Menurut Syamsu, untuk merealisasikan target produksi 1,9 juta barel oil equivalen per day (BOEPD) pada 2025 guna mendukung pertumbuhan perekonomian nasional Pertamina akan menggencarkan akuisisi aset migas. Bahkan akuisisi aset dari luar negeri diandalkan mampu menyumbang 33% target produksi tersebut.
Rencana akusisi atau pencarian minyak di luar negeri sangat sesuai dengan road map Pertamina di sektor pengolahan. Perseroan sudah mulai mengembangkan dan meningkatkan kapasitas empat kilang yang sudah ada dan membangun dua kilang baru.

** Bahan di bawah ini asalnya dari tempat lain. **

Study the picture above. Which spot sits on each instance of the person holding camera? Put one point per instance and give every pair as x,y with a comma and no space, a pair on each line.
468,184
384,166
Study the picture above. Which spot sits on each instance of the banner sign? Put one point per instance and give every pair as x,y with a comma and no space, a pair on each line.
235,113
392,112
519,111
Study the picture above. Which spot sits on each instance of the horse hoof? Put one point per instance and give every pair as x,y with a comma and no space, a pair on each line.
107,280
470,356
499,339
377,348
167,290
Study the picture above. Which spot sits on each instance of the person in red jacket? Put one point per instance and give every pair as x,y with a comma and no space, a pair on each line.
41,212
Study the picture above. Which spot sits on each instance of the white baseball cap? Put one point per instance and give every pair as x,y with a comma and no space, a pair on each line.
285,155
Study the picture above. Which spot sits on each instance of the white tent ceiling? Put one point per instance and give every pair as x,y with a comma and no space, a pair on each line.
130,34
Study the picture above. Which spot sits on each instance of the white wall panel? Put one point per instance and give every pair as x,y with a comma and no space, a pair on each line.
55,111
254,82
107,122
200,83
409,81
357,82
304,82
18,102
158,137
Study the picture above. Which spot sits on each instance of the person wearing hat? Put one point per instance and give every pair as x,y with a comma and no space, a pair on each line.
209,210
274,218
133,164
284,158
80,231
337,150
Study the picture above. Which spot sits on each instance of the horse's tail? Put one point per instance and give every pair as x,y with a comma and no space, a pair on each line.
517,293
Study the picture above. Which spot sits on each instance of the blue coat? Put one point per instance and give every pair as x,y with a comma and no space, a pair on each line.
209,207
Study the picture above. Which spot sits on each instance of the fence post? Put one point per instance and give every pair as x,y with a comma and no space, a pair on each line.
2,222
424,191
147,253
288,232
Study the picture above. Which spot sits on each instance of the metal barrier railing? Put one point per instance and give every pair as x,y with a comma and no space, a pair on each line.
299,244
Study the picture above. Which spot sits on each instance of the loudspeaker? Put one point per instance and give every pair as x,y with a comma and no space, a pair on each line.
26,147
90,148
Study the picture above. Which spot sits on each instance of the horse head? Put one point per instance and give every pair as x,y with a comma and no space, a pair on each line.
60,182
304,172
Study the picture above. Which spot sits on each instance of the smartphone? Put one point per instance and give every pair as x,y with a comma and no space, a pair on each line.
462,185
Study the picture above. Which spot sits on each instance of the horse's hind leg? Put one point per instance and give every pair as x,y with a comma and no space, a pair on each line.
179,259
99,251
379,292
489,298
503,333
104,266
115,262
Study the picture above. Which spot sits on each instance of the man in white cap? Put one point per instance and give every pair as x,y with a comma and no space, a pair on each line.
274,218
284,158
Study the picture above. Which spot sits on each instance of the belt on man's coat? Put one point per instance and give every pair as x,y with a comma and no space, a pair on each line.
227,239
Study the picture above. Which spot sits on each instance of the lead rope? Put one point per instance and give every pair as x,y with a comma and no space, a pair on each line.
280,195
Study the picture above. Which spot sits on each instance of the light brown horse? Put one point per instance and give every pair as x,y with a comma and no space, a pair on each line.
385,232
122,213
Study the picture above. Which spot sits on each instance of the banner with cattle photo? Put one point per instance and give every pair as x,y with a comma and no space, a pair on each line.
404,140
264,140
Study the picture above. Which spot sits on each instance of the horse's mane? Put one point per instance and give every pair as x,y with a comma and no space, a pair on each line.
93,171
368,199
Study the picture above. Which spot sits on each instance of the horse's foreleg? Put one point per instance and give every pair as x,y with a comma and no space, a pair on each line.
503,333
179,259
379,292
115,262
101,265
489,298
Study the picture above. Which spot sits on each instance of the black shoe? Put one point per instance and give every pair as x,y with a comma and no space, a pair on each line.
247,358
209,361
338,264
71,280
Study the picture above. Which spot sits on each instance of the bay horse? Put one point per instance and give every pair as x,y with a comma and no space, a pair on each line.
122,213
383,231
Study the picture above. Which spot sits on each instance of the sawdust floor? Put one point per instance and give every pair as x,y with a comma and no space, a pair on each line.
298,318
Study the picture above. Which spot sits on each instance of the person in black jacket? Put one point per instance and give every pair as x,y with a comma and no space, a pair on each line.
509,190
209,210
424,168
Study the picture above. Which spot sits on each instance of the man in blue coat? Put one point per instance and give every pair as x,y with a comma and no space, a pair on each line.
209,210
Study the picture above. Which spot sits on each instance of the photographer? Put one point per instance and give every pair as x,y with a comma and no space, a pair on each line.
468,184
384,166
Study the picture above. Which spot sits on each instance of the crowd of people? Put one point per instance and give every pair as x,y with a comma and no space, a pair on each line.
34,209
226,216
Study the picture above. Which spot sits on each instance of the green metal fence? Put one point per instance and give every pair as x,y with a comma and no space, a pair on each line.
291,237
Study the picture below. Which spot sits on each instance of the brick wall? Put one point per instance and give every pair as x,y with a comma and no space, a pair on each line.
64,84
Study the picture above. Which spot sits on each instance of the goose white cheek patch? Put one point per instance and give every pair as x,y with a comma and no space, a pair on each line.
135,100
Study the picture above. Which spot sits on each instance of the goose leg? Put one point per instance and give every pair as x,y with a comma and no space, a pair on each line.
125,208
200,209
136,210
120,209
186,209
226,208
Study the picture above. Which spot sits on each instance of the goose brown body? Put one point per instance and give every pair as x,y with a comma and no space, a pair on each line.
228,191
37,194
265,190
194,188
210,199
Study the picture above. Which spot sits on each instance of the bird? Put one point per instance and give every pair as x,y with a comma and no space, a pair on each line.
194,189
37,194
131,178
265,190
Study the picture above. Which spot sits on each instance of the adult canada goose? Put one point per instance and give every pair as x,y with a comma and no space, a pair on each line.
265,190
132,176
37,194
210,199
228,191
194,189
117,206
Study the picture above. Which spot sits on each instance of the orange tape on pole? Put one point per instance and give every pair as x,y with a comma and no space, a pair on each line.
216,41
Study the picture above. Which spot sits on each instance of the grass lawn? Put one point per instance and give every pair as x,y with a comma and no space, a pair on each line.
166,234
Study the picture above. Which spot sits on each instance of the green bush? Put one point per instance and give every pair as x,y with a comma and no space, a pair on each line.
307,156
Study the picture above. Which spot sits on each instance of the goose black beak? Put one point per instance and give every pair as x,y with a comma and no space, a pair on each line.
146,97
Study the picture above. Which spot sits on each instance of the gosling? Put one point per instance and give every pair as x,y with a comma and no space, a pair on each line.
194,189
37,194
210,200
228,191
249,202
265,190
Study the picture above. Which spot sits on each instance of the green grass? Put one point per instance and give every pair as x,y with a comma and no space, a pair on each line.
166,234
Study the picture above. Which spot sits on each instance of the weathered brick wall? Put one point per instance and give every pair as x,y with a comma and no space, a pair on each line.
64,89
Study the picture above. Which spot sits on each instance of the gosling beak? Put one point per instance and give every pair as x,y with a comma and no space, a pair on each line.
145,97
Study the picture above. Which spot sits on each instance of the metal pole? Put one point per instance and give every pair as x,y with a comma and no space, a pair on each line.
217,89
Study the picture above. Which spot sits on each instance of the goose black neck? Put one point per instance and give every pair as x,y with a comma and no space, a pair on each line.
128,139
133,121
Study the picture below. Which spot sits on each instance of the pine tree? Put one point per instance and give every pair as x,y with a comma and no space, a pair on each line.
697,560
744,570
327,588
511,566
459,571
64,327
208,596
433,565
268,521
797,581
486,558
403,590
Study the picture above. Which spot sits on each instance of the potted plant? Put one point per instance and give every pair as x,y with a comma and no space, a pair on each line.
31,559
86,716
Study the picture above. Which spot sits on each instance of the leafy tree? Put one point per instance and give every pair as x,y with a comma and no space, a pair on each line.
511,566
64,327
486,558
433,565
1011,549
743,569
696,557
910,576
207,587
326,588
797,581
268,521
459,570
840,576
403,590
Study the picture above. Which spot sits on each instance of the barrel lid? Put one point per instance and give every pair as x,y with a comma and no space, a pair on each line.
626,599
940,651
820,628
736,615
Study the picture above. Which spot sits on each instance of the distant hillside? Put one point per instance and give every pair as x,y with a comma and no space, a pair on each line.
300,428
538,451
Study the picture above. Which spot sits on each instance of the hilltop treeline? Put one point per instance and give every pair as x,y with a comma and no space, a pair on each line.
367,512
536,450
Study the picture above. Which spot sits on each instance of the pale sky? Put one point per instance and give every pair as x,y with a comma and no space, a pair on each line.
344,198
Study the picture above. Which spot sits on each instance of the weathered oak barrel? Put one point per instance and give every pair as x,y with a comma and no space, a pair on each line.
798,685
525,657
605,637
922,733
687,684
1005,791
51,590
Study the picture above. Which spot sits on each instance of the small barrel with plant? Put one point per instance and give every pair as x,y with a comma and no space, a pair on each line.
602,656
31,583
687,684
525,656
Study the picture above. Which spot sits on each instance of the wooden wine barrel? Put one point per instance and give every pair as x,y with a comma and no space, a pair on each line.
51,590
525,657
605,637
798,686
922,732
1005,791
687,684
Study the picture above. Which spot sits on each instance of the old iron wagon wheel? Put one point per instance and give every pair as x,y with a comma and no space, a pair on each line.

“Jika kita punya aset diluar bisa kita bawa pulang. Kita juga tingkatkan kapasitas kilang, sehingga minyak dari luar bisa dikelola di Indonesia. Dengan begitu impor produk bisa dikurangi,” ungkap Syamsu.
Saat ini Pertamina sudah memiliki tiga blok di luar negeri yang telah berproduksi, yaitu di Aljazair, Irak dan Malaysia. Pertamina juga tengah mempercepat kajian untuk segera melakukan kegiatan produksi di Nigeria dan Gabon.
Selain itu juga terdapat tujuh blok yang sudah dalam tahap eksplorasi, antara lain Namibia, Tanzania, Myanmar, Perancis, Italia, Kolombia dan Canada. “Jadi sekarang kita bersyukur Pertamina ada di 12 negara,” kata Syamsu.
Menurut dia, sejumlah langkah yang dilakukan Pertamina tentu tidak lepas dari upaya memenuhi target pemerintah yang mencanangkan Indonesia menjadi negara dengan perekonomian keempat terkuat setelah China, Amerika, dan India, dengan GDP US$ 15,432 miliar pada 2050.
“Secara nasional sesungguhnya kebutuhan energi nasional jauh lebih dari cukup. Pada 2015 produksi energi nasional 354 ton equivalen minyak, yang terdiri 271 ton batu bara dan selebihnya sebanyak 113 ton minyak, gas dan energi terbarukan,” papar Syamsu.
Sementara konsumsi energi sebesar 195 ton, sebenarnya energi nasional itu mengalami surplus. Hanya yang menjadi dilema, konsumsi energi sebesar itu, dalam kenyataanya dipenuhi 113 ton (60%) dari migas dan energi terbarukan. Kondisi demikian jika tidak diantisipasi, Indonesia mengalami defisit migas.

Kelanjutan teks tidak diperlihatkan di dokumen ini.